Human functioning, a secret third choice, switches attention from death and disease to daily life and how each individual may live their best life.

Swiss researchers from the University of Lucerne released a study in Frontiers in Science on May 31 explaining how human functioning may be the missing x-factor in public health.

Human functioning?

Researchers describe human functioning as the junction of talents and the environment. It raises issues about someone’s physique, tools, and surroundings. Is a person’s environment accessible to the tools they need to function?

Spinal cord injuries can prevent walking. Electric wheelchairs can assist this individual move. This approach considers the surroundings when restoring mobility.

If their surroundings don’t accommodate electric wheelchairs, this person’s functionality is hampered by circumstances unrelated to their health and ability. A setting that makes it hard to utilize a wheelchair or hearing aid harms a person.

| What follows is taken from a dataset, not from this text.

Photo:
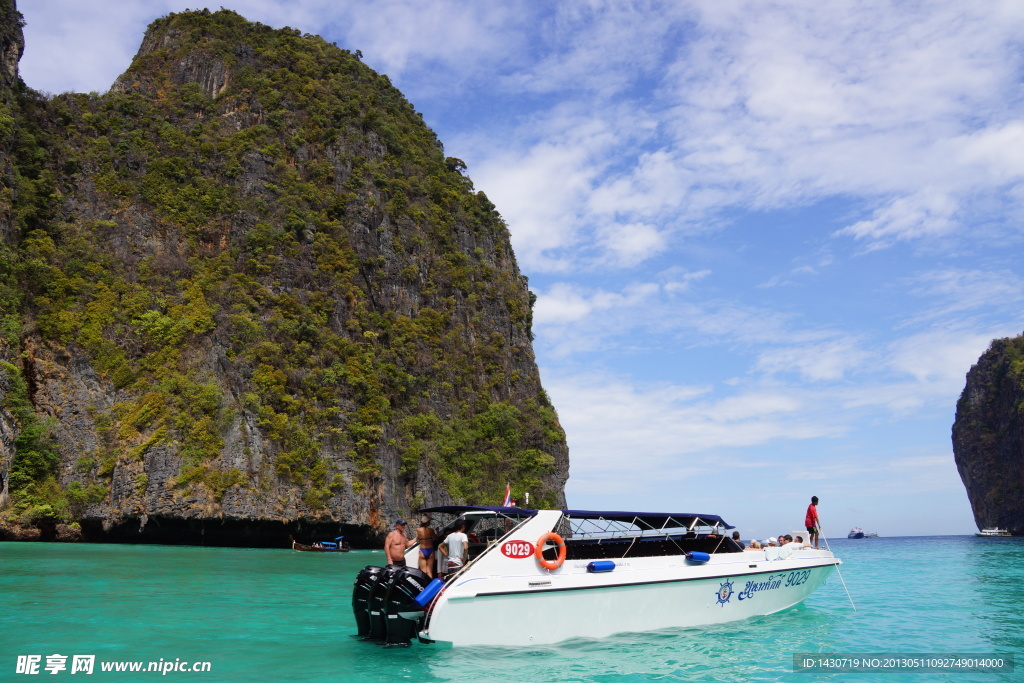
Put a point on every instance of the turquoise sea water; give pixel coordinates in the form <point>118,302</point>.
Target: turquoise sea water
<point>282,615</point>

The authors claim that human functioning is essential to well-being, which is often confused with physical health. It omits how numerous systems interact.

“In healthcare, the typical definition of health is always physical health, but functioning shows that very often what matters to people is what they can do with their health,” explains co-author Sara Rubinelli, a University of Lucerne health sciences professor. She thinks the focus shifts from traits to what they facilitate.

What Inspired This?

Accessibility isn’t new, but Rubinelli claims this formal definition of human functioning comes from the WHO’s International Classification of Functioning, Disability, and Health (ICF).

The paper’s co-author, Queen’s University ethical philosophy professor emeritus Jerome Bickenbock, developed the ICF in 2002.

This Changes Healthcare?

Rubinelli argues adding functionality creates a unified healthcare vocabulary. This framework aims to integrate a fragmented healthcare system around a patient-centered objective.

Thus, health goes beyond cholesterol readings and eyesight scores to include talents and experiences.

“With functioning, you ask, ‘What would you like to do? Your goal? She argues healthcare is about more than treating disease and symptoms.

Human functioning can help achieve the UN’s third Sustainable Development Goal, health and well-being. Rubinelli argues good human functioning can lead to human flourishing.